Sie ist dankbar dafür, dass sie nicht wie andere Syrer über das Mittelmeer kommen musste. Nach einer langen Reise nach Beirut, konnte sie nach Frankfurt ausfliegen - mit einem Visum aus Deutschland in ihrem Pass. "Ich habe oft ein schlechtes Gewissen deshalb. So viele Syrer sind auf dem Weg nach Deutschland gestorben, so viele talentierte Freunde harren in Aleppo aus", sagt sie und unterdrückt ihre Tränen. "Nachdem ich Aleppo verlassen habe, fühlte es sich an, als wäre ich leer", sagt sie. Die junge Syrerin selbst wird bis heute von den Bildern der Zerstörung verfolgt. "Damit muss ich alleine fertig werden", sagt sie. "Es bricht mir aber immer noch das Herz, wenn ich an meine Geschwister und meine Eltern denke."

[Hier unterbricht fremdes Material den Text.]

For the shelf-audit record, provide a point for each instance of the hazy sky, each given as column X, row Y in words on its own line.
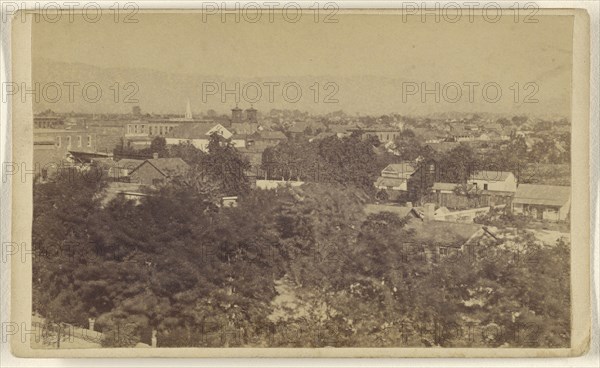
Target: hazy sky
column 357, row 47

Seit Dezember 2016 ist Aleppo nach erbitterten Kämpfen wieder komplett in der Hand des Assad-Regimes. Große Teile der Bevölkerung aus dem fast komplett zerstörten Ostteil sind in den Westteil geflohen. Die Infrastruktur sei kurz vor dem Kollaps, berichten Rimas Eltern ihr über den Nachrichtendienst "Whatsapp". Die Menschen in Aleppo seien kriegsmüde, würden wieder enger zusammenstehen. "Das ist ein Syrien, an das ich mich gerne erinnere. An Menschen, denen egal war, welche Religion man hatte." Doch der Krieg habe das alles geändert, fügt die junge Frau hinzu. 

"Ich bin seit eineinhalb Jahren in Deutschland. Ich vermisse meine Familie sehr. Aber ich will nicht zurück nach Syrien", sagt sie entschieden. Rima strebt nach ihrem Master noch eine Doktorarbeit an. Sie lebt gerne in Deutschland, büffelt die Sprache. Bereits nach 18 Monaten mischt sich unter ihr Arabisch auch viel Deutsch. Und sie mag die deutsche Küche - ganz besonders: Hühnerfrikassee.